そしてそれを全部飲み込むそうにうるさい救急車サイレンの音。
人が多い東京中心街にもかかわらず遅い夜だから、音がさらに響き渡る。
ハンドルを握っている人から通りほとんどの人が救急車に向かって一瞬眺める。
救急車に乗っている緊急患者であり、
このすべての注目を一身に受けている人気人は誰かな?
誰だろうと予想した?
そうだ、それはまさに《俺》だ。
11時頃かな?読書室で勉強を終えて家に帰るところだった。
勉強が今日に限って妙にうまくいかなくて気分も良くないし、
ただ早くベッドに横になって寝たい気持ちだけだった。
今日覚えた英単語を頭の中に思い出して復習しながら歩いている途中、
ふと目の前の横断歩道に手を挙げて歩いている6歳,7歳くらいに見える幼い女の子が見えた。
そして、背後からから聞こえてくるうるさい車のドリフト音、おそらく飲酒運転者だろう。
人に迷惑をかけずどこかの街灯に打ち込んで一人で死んでしまえ
おそらく当時はそう思っただろう。
しかし、思ったことは違って車はそのまま直進し、横断歩道に向かって速いスピードで走ってきた。

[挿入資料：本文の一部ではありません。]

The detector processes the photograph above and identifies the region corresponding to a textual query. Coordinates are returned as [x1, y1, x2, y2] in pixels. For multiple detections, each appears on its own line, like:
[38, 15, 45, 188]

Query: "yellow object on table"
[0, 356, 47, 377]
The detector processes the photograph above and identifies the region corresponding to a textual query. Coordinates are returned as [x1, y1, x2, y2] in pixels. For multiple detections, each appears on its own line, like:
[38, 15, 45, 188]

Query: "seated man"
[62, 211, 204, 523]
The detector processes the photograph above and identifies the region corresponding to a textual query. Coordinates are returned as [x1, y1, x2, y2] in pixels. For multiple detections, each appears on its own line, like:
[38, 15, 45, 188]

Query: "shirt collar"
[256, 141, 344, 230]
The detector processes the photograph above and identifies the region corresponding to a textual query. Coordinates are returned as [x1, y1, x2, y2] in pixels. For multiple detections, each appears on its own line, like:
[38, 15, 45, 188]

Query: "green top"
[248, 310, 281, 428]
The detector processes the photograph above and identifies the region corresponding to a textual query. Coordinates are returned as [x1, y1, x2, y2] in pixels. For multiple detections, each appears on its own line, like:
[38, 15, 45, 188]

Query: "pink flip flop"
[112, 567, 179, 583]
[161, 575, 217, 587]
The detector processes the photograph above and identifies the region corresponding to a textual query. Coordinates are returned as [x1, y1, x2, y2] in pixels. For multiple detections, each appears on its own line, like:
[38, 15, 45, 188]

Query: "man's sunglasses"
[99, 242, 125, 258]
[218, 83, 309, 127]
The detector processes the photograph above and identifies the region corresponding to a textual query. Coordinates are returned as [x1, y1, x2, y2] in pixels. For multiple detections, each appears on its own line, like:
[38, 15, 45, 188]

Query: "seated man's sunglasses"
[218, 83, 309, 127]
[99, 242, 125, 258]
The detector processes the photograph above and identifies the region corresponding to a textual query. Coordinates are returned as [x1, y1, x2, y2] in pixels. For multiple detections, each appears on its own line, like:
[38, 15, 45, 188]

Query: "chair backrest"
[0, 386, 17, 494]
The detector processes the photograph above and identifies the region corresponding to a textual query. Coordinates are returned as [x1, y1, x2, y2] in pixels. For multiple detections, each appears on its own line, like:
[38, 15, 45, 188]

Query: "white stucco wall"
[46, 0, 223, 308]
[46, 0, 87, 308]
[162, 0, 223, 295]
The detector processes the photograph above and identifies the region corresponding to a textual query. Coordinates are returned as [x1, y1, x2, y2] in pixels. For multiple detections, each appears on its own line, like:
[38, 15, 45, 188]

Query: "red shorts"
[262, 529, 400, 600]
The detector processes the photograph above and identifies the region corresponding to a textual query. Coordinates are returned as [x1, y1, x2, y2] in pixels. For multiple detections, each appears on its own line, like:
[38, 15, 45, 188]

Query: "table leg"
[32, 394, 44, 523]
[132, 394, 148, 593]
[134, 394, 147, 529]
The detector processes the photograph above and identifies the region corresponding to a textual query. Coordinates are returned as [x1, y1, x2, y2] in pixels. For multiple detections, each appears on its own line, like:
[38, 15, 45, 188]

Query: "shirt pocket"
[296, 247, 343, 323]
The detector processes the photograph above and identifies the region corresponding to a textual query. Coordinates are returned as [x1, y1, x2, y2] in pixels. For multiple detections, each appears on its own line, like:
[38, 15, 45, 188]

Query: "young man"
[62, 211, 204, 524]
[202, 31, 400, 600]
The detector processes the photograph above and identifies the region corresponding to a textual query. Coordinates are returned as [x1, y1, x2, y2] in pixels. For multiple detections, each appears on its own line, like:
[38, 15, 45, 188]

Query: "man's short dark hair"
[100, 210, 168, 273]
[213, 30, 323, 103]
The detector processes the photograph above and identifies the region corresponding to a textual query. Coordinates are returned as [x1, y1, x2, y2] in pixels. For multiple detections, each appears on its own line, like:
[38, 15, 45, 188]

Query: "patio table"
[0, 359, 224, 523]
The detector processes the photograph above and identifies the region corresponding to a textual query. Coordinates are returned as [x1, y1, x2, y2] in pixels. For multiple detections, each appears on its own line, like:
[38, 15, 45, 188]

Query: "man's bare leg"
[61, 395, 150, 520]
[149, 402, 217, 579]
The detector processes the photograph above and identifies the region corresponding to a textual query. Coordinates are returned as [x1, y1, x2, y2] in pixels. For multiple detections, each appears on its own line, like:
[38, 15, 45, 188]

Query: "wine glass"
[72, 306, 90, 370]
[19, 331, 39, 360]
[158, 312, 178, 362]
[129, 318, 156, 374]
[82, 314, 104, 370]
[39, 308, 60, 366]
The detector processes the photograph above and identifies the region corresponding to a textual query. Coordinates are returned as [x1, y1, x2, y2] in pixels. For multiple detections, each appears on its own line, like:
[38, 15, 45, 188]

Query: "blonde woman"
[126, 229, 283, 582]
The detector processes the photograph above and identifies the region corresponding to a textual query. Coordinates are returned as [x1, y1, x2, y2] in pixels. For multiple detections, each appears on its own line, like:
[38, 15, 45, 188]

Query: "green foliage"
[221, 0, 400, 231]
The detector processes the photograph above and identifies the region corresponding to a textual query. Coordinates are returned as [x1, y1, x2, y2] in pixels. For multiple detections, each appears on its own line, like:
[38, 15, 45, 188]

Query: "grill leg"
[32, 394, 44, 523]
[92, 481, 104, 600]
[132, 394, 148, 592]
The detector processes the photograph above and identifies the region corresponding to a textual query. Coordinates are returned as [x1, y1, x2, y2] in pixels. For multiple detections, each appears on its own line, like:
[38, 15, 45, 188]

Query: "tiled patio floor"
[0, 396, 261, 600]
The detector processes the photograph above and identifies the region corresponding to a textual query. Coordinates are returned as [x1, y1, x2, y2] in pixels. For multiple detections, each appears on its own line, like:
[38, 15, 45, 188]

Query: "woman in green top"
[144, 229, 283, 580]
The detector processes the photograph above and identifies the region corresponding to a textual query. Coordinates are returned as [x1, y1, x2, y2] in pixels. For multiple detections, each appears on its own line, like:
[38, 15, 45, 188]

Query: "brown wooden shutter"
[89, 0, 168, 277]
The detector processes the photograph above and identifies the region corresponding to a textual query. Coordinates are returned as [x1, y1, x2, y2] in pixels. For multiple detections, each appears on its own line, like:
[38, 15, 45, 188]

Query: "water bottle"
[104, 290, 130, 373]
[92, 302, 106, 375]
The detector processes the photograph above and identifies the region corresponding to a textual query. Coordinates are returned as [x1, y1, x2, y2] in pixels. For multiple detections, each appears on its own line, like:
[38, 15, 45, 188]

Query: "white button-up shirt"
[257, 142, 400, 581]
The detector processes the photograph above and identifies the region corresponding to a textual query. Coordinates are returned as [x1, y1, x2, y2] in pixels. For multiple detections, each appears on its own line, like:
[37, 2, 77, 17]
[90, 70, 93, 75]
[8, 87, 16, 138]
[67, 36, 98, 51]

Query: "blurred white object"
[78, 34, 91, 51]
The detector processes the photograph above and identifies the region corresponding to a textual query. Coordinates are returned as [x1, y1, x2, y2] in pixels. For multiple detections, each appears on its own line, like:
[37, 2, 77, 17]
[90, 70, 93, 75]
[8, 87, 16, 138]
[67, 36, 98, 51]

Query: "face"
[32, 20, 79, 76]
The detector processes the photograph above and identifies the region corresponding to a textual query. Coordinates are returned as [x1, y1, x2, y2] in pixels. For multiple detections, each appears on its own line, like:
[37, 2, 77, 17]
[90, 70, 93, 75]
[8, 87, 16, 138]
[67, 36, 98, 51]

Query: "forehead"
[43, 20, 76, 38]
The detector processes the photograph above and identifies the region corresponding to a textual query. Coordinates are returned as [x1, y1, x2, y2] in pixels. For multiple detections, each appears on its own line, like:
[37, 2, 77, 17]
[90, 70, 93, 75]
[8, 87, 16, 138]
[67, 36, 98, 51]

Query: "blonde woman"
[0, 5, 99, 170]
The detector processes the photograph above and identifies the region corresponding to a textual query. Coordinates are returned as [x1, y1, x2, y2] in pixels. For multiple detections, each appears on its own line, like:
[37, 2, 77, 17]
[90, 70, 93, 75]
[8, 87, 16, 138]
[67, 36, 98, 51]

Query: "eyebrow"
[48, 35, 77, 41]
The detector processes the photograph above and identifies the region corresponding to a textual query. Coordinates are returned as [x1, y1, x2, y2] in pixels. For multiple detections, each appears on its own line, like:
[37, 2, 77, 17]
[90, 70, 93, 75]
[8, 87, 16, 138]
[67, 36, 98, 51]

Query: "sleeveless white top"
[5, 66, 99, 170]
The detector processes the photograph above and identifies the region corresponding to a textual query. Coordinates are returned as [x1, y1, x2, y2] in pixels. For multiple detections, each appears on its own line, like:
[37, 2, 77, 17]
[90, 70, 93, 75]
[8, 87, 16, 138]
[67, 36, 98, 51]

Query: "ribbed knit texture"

方向を見ると99%女の子を打っていくのが目に見えた。
そして予想通り車は女の子に向かって突進した。
女の子は何も感じないまま平然と歩いていたところ、
俺はその女の子を押しのけた。とても強く。
1メートルくらい飛んでいったかな。
まあ、お前は膝に傷がついてるかもしれないけど命に別条はない、
とても運が良かったよ、お前は。
それにしても俺はどうなったか分かる?
車の突進を全身で受け、その衝撃で空中に飛び、
そのまま床に墜落、
肋骨がほとんど壊れて内臓も破裂したんじゃないかな?
床に落ちて頭も衝撃を受けたので、
まあこの程度なら死100%だ。
俺はそのまま気絶、まもなく救急車が駆けつけた。
そうだ、俺は死んだ。
いや、まだ死んではないけど、すぐ死ぬのは時間問題だ。
このように回想できるのも多分今死の世界へ行く途中だからだろう。
特に後悔はない。 本当にゴミみたい退屈な人生だったからだ。
今この状態になったのに別に思い出す人もいない。
ただ理解できない二つがある。
俺はすごく利己的な人だ。
家庭環境の影響でもなく、生まれた時からそういう人だった。
そんな俺がどうして知らない子供のため自分自身を犠牲しただろうか。
さて、本当何より理解できない最後の二番目
どうしてそのくそやろは最後に笑ったんだろう?
最後の最後の気絶直前、目が閉じる直前、
俺はあいつの微笑を見た。
口元が少し上がった、
分からない笑みを浮かべて汚く笑っていたあのちびっ子。
なぜなのか、
俺はお前のため犠牲になったのに、
お前はなぜ、
あ..あ..終わりだ..もうすぐ.............................................
「...?ここ..は?..」
「気がついた?ユウト..本当に...本当に...よかった..」
..?え?え?俺の母だ。
俺は死ななかった。
生命力がなかなかの粘り強いやつだと考える暇もなくもう涙がとめどなく流れていた。
本当怖かった。
痛かった。
冷たかった。
当然死ぬかと思った。
しかし、生きて帰ってきた。
そして母を見たら自分自身を制御できなかった。
ただ抱きしめてとめどなく泣くばかりだった。